Han pasado varios días desde el fatídico martes de la pasada semana y aún entre los cubanos se lamenta la partida de otro grande de la escena nacional. Manuel Porto, un cubanísimo y popular actor que alcanzó el éxito y la simpatía de sus coterráneos desde que muy joven llegó al mundo de las tablas, aunque este acontecimiento ocurriera casi por casualidad, y nunca estuvo entre sus intereses vocacionales durante su niñez y adolescencia.
No voy a detenerme en la carrera artística del extraordinario actor de cine, radio, televisión y teatro, venido al mundo en el capitalino barrio de Pogolotti, en el municipio de Marianao, el 28 de septiembre de 1945, fecha en la que, exactamente 76 años después, abandonó este mundo, víctima de la COVID-19. Nos dejó todo un legado de magisterio profesional. Sobre su trascendencia en la escena insular mucho se ha hablado en estos días de pesar, así como de sus lauros, entre estos el Premio Actuar por la Obra de la Vida en el 2019, el más reciente.
“Amo a mi país, a su historia, a sus mártires y héroes”, tal me dijo en un largo encuentro que sostuve con él hace poco más de cinco años, en el lobby de la Unión de Escritores y Artistas de Cuba (Uneac). Allí habló con orgullo de sus orígenes, de la firmeza y las enseñanzas de su padre, preso durante la dictadura batistiana y torturado por el temible asesino Esteban Ventura. Y recordó el tesón de su madre por contribuir a la unidad y solidez de la familia. “Ella fue sirvienta de una petulante millonaria que detestaba a los niños, motivo por el cual si la acompañaba debía de esconderme en el sótano de la mansión”, me confesó.

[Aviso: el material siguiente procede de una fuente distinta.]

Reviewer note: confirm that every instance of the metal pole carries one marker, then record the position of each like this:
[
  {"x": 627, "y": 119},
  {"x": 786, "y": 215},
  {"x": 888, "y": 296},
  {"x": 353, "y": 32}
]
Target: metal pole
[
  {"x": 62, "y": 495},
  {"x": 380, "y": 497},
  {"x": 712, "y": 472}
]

Según Porto, un momento que marcó su vida fue cuando a los 14 años de edad su padre lo llevó a Ciudad Libertad para que conociera a Fidel, el hombre del futuro de Cuba. Fue el 8 de enero de 1959, ocasión en que el líder de la Revolución pronunció el histórico discurso tras su llegada a La Habana. Además, estuvo en la concentración efectuada el 16 de abril de 1961 frente al cementerio de Colón, en las honras fúnebres de las víctimas del bombardeo a distintos puntos de la república. “Me sentí hondamente identificado con los ideales de aquel gigante que le dijo al pueblo que esta era una Revolución socialista y democrática de los humildes, con los humildes y para los humildes, y que por esta estaba dispuesto a dar la vida. Y nosotros éramos muy pobres, imagínate tú”, enfatizó.
Ya en esa época se encontraba en el Servicio Militar Obligatorio (SMO), al que se había incorporado de forma voluntaria, primero en la antigua provincia de Oriente, donde cinco veces subió el Pico Turquino. “Me sentía dueño del mundo entre aquella profusa vegetación… íbamos miles de jóvenes en busca del Héroe Nacional, de nuestra historia…; y aunque mi padre fue un pobre inmigrante español que tenía un pedacito de tierra en la que criaba animales por allá por Boyeros, realmente éramos muy pobres. Los ideales de Fidel eran nuestra mayor esperanza”.
Después regresó a la capital e ingresó en el primer curso de la escuela tecnológica del Ejército Rebelde. Estando en este centro en 1962 se produjo la Crisis de Octubre. En esa ocasión fue ubicado, con una bazuca, en la azotea del hotel Riviera. “Allí comenzó mi activa vida como combatiente de esta gran Revolución en la que mi padre me enseñó a confiar, y a defenderla y quererla, y así lo haré hasta el final de mis días”.
Luego se fue a concluir sus estudios militares en Holguín, donde también, sin éxito, intentó hacerse agrónomo, y se convirtió en un experimentado cortador de caña. Retornó a la capital y quiso ser electricista, tornero… y hasta periodista…, pero la vocación no le acompañó. Y se transformó en un simpático carretillero vendedor de verduras muy conocido como Manolito, el Centella. Tenía ya 17 años de edad y se había unido a una muchacha. “No quería que el viejo corriera con mis gastos personales, pues ya era un hombre”.
Ante la incertidumbre de qué profesión ejercer, decidió retornar voluntariamente al SMO. “Eran muchas las guardias, el aburrimiento, la soledad…, entonces pensé que si me incorporaba al Movimiento de Artistas Aficionados en las FAR, un proyecto naciente y con mucha fuerza en esos años, tal vez podía obtener algunos permisos y pases para los recurrentes ensayos. Y así lo hice. Mi primera obra de teatro fue en San Julián, Pinar del río. En 1968, cuando todavía era amateur, el Instituto Cubano de Radio y Televisión (ICRT) realizó una convocatoria para seleccionar seis actores y tuve la suerte de ser escogido. De ese modo inicié mi carrera como actor, un desempeño al que me he entregado en alma y vida”.